It wasn’t always like this. European Jews fleeing Hitler were far less welcome than Muslims in America today. That the Jewish refugees posed a serious threat to national security was argued by government officials from the State Department to the FBI as well as by President Franklin Roosevelt himself. One of my scientific heroes, Richard Feynman, was rejected in 1935 by Columbia University because he was Jewish. Fortunately, MIT accepted it.
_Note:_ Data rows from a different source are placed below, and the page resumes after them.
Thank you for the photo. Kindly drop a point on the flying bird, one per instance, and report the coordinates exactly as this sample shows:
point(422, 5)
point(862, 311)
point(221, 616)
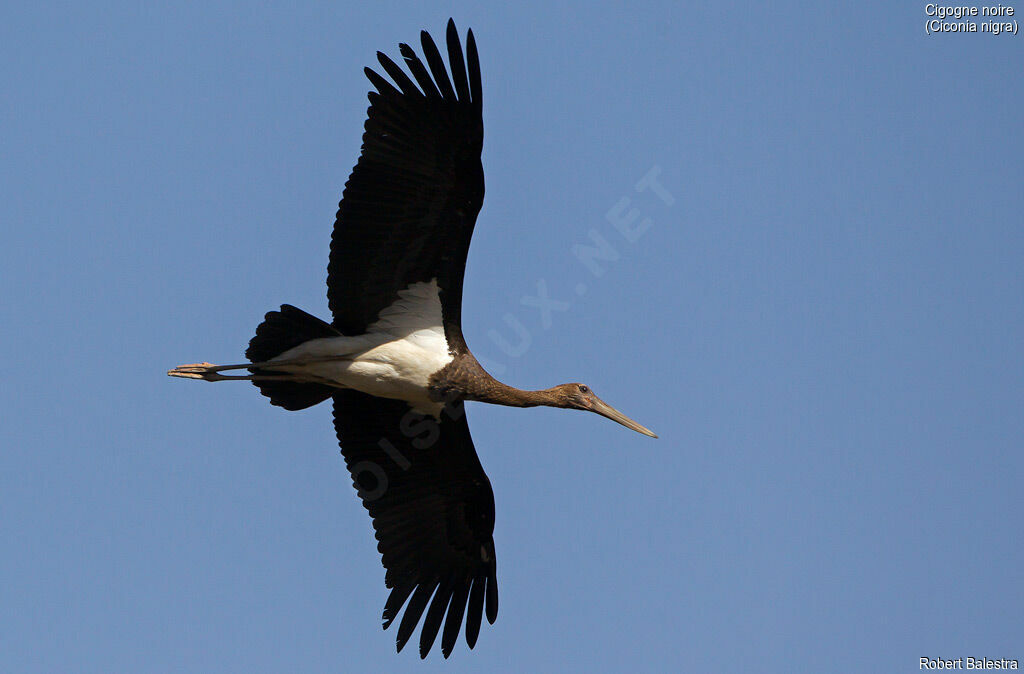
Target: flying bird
point(393, 360)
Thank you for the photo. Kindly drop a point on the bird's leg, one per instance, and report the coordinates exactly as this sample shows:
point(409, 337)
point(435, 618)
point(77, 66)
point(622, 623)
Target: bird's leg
point(210, 372)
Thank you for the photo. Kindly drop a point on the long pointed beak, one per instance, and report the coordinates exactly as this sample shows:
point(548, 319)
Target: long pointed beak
point(605, 410)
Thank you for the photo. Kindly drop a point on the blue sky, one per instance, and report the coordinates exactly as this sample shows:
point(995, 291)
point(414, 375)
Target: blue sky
point(822, 319)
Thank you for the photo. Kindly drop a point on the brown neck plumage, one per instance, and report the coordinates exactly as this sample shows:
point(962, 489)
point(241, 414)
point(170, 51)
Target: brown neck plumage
point(465, 378)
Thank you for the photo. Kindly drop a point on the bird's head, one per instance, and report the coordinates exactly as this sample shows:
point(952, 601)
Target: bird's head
point(580, 396)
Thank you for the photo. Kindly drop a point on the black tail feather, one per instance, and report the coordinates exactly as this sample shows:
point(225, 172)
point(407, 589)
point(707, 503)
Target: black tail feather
point(280, 332)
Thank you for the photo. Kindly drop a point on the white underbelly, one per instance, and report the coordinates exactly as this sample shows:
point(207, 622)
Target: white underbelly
point(394, 359)
point(397, 369)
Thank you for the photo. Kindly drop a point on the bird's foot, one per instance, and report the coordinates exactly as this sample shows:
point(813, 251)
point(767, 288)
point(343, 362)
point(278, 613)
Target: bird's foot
point(205, 371)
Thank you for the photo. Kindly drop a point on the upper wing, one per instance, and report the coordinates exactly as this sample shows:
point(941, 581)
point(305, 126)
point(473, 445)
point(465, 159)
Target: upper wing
point(409, 208)
point(433, 512)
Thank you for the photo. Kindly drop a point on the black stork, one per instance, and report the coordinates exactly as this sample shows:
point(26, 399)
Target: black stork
point(394, 360)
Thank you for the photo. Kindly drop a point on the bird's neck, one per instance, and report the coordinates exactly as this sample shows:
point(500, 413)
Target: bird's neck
point(465, 378)
point(500, 393)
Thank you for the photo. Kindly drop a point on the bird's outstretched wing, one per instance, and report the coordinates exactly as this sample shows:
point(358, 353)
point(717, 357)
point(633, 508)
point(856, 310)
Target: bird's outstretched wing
point(433, 513)
point(409, 208)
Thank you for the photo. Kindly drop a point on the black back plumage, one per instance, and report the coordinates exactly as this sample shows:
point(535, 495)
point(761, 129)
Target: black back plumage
point(407, 216)
point(433, 513)
point(409, 208)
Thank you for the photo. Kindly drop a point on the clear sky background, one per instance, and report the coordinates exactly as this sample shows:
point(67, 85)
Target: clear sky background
point(824, 326)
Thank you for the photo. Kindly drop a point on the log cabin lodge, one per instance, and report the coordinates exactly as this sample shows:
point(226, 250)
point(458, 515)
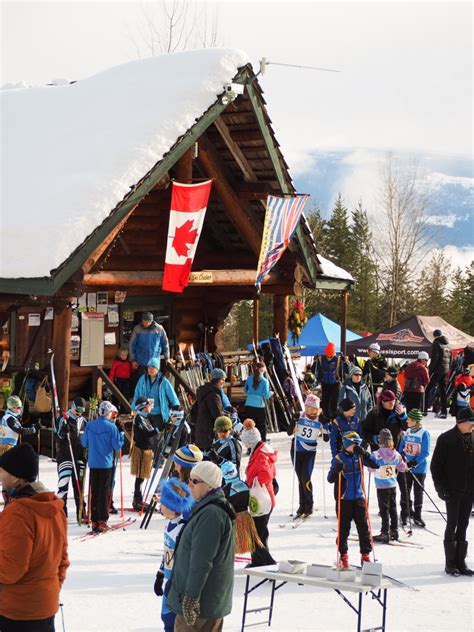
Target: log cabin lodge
point(85, 210)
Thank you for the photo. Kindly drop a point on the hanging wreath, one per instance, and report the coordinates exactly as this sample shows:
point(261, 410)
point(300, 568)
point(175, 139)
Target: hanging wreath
point(297, 320)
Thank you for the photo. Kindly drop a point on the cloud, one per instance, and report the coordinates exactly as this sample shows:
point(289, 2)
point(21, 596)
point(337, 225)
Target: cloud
point(460, 257)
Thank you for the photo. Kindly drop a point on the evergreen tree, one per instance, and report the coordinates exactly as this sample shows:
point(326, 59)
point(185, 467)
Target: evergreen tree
point(363, 309)
point(339, 246)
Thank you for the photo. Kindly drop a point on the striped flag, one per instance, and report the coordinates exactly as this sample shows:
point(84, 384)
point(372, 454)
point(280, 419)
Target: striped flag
point(188, 209)
point(281, 219)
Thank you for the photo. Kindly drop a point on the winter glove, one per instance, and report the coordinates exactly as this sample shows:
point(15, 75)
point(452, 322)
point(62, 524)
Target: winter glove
point(191, 610)
point(359, 450)
point(158, 586)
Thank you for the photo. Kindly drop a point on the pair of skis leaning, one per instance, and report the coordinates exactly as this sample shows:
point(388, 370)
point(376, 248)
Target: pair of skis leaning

What turned outsiders into insiders was a secret weapon. This weapon was brain power. Considered the main natural resource by Jews inside and outside Israel, it is an obsession for parents who, spoon by spoon, zealously pass on knowledge to their children. The state also knows its responsibility: Israel has more museums and libraries per capita than any other country. Children born to Ashkenazi parents are assumed to be the state’s top assets who will start a business, discover an important scientific truth, invent a gadget, create a work of art, or write a book.
Intellectual power makes tiny Israel a technological giant before which every Arab country must bow.
In secular Israel, a student’s verbal, mathematical and scientific abilities determine his chances of success. In grade 10 of the secular bagut system, the smartest students will learn calculus and differential equations as well as probability, trigonometry and proof of theorems. Looking at some past exam papers available on the internet, I wondered how Pakistani university professors with PhDs would fare in Israel’s level 5 school exams. Would our national science heroes pass a pass? Not surprisingly, by the time they reach college, Israeli students have outperformed their American counterparts academically.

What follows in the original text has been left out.